The survey, from Silicon Valley-based consulting firm Protiviti, does contain some good news. The vast majority of customers do believe banks meet their expectations, but the concern is that expectations might be very low given the persistent belief that companies are not concerned with fixing complaints.
“Banks have ample room for improvement in exceeding customer expectations, managing the customer experience, and perhaps more importantly, convincing consumers that they care about their complaints,” stated Protiviti’s Annual Consumer Banking Survey.

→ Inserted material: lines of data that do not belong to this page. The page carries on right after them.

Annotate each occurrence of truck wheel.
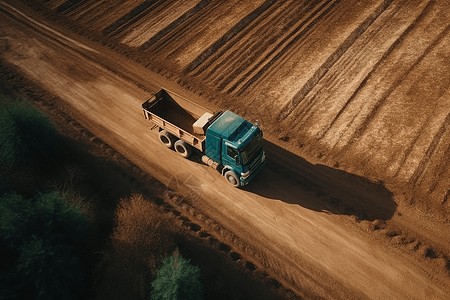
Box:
[224,170,239,187]
[174,140,192,158]
[159,130,176,149]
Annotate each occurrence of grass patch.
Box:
[0,95,59,165]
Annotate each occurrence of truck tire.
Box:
[159,130,177,149]
[174,140,192,158]
[224,170,239,187]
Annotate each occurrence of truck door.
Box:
[222,143,239,171]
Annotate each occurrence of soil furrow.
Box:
[346,25,450,155]
[235,0,340,96]
[290,0,426,140]
[140,0,211,50]
[184,0,275,73]
[278,0,394,121]
[102,0,158,35]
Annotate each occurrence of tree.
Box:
[0,192,89,299]
[0,95,59,164]
[150,249,203,300]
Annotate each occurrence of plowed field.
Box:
[39,0,450,212]
[0,0,450,300]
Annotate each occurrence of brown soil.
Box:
[0,0,450,299]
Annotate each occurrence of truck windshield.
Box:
[241,132,262,165]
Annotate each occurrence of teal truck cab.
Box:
[142,90,266,187]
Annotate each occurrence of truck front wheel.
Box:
[224,170,239,187]
[174,140,192,158]
[159,130,177,149]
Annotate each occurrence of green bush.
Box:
[0,192,89,299]
[150,250,203,300]
[0,95,58,164]
[0,177,8,197]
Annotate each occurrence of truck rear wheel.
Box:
[174,140,192,158]
[159,130,177,149]
[224,170,239,187]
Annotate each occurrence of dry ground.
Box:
[0,0,450,299]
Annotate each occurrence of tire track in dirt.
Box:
[193,1,336,96]
[140,0,211,50]
[102,0,161,35]
[289,0,431,140]
[278,0,394,121]
[227,0,340,96]
[184,0,276,73]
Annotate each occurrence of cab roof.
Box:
[207,110,253,142]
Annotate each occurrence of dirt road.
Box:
[0,1,450,299]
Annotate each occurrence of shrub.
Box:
[0,192,89,299]
[96,194,174,300]
[0,176,8,197]
[150,250,203,300]
[0,96,58,164]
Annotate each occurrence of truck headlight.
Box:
[241,170,250,180]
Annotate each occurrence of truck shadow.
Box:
[243,140,397,221]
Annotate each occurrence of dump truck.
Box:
[142,89,266,187]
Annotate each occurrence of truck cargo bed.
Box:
[142,90,208,151]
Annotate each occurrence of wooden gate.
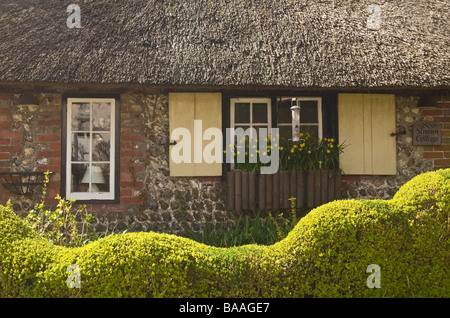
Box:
[227,170,341,210]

Just over one-third (36%) believe their bank responds every time with a resolution when they complain about a problem. “When it comes to addressing their complaints and challenges, customers are not sure financial institutions care, and banks should keep in mind that customers still prefer to log complaints the old-fashioned ways — via calls to customer service and visits to branches.”

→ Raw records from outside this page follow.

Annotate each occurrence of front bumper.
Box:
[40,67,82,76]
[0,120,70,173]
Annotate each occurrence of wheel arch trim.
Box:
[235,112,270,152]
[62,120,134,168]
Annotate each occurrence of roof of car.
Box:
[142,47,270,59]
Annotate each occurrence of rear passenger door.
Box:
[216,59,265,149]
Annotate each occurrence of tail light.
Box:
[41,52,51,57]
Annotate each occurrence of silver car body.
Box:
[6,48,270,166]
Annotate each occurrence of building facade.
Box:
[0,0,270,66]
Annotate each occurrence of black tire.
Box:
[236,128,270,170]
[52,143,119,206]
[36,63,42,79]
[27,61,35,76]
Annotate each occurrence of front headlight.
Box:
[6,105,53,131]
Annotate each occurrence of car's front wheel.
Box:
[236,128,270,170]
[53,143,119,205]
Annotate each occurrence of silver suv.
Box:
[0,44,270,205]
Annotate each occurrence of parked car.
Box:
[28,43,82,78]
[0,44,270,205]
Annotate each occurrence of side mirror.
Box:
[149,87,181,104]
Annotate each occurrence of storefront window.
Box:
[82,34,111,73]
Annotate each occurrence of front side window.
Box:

In other words, customer service matters — big time — and this can’t be fixed with purely online solutions. Clients need actual customer care. It is the forward-facing embodiment of the company, and especially in an era when most transactions are conducted digitally, the few human interactions that do occur really stand out.

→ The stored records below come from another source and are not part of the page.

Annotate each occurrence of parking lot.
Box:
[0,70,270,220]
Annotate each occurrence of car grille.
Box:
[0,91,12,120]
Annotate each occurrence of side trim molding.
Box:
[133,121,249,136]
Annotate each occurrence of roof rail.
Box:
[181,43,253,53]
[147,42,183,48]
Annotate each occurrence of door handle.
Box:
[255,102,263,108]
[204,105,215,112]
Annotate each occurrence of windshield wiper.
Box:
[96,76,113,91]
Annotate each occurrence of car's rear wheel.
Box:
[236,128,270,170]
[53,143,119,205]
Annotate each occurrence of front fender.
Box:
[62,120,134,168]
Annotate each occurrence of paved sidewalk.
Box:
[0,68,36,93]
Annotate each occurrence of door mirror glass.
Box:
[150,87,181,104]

Atul Garg, a managing director in Protiviti’s business performance improvement practice, pointed to the importance of customer service not just in customer satisfaction scores but in the overall brands of banks today. “For many consumers, a brand is equated with the customer’s experience,” said Garg.
He also notes that a culture of complacency will no longer work. In the past, when most consumers had few local options and had to rely on a brick-and-mortar provider that was conveniently located near their home, banks could retain market share without much effort.
That has all changed. “Consumer banks are no longer squaring off solely against traditional industry opponents to attract and retain customers,” said Garg. “They’re also contending with established consumer brands, emerging fintech players, and others.”
With PayPal and others leading the charge, a new crop of client-centric and digital-native financial companies are putting major effort into giving customers exactly what they want. These firms aren’t basing operations on decades-old business models. They are continually updating and tweaking their services in response to consumer needs.
“Succeeding in this new competitive landscape requires a rigorous focus on customer care and a commitment — at every level of the organization — to finding ways to consistently exceed customer expectations,” said Garg.